In this lesson you will learn:

  • How to introduce views on models
  • That computed properties are powered by Mobx computed fields
  • How to combine MST with Mobx utilities like reaction

To learn more about MobX basics check out my course, Manage Complex State in React Apps with MobX

Instructor: [00:00] Models don't only allow us to define actions on models. They also allow you to define views, basis of derived information. MobX and MobX-safe-tree both adhere to the principal that the amount of states you store in a model should be as small as possible. You should derive as many things from your state as possible. The goals of that is to avoid redundant information.

[00:26] Let's say, for example, we want to have a property which expresses what the total price of this entire wish list would be. It would have a total price, which is a number. If you think about when you need to update this number, that is quite some cases. You need to recalculate the total price if the price changes, but also if you add items or if you replace or remove items if you would be having actions for that.

[00:59] Instead of worrying about when we should recompute our total price, we could, instead, define it as a computed property. We could define views on this model. Views are basically defined in a similar way as actions, except that view functions are not allowed to change the model. They're only allowed to derive information from it.

[01:25] Instead of introducing a property, we introduce a view, a computed property, so that every time somebody requests the price we know that we can derive it. We reduce the items and read over them. For every entry, we're just taking the sum we already know, and then adding the entry price to it. We start with a sum of zero if we don't have any entries, of course.

[01:52] It might sound expensive to recompute this total price every time you request it, but, actually, the total price is powered behind the scenes by MobX computer properties, and they are very smart.

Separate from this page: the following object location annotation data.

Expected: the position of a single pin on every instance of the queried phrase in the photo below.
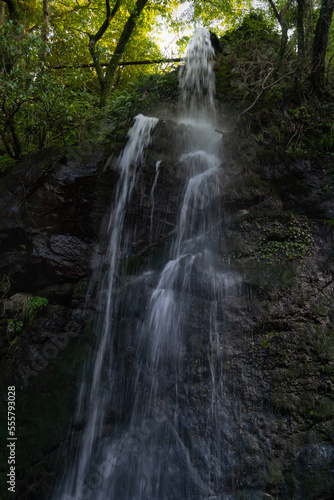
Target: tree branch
(122, 63)
(95, 38)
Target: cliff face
(275, 329)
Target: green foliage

They actually track which data is relevant and make sure the total price is only updated whenever necessary.

[02:12] If you want to understand more deeply how these computer properties work, I recommend users view the MobX introduction course where we discuss them extensively.

[02:23] Now, let's put this views to the test. Let's add a test for testing the total price of a wish list. Here, we have a small list. We can simply assert it's just total price. To show you that MobX is actually smart in recomputing the total price, we are going to use a small utility from MobX called Reaction.

[02:56] Reaction will listen to some observable data and call a callback whenever it changes. Now we set up this initial reaction which structures side effect, which changes the change count. After setting up the reaction, which will be zero, even if we print the price, this one calls it to be recomputed, so it remains zero.

[03:18] We change the name, which does modify the item, but MobX is smart enough to know that this doesn't influence the price, so the change count is still zero. However, as soon as we change the price, it will recompute the total price, and the change count will increase to one.

[03:36] To summarize, fields are defined just as actions, by introducing a block and producing an object, which either returns a getter property or it can also return functions, which takes arguments to more complex computations.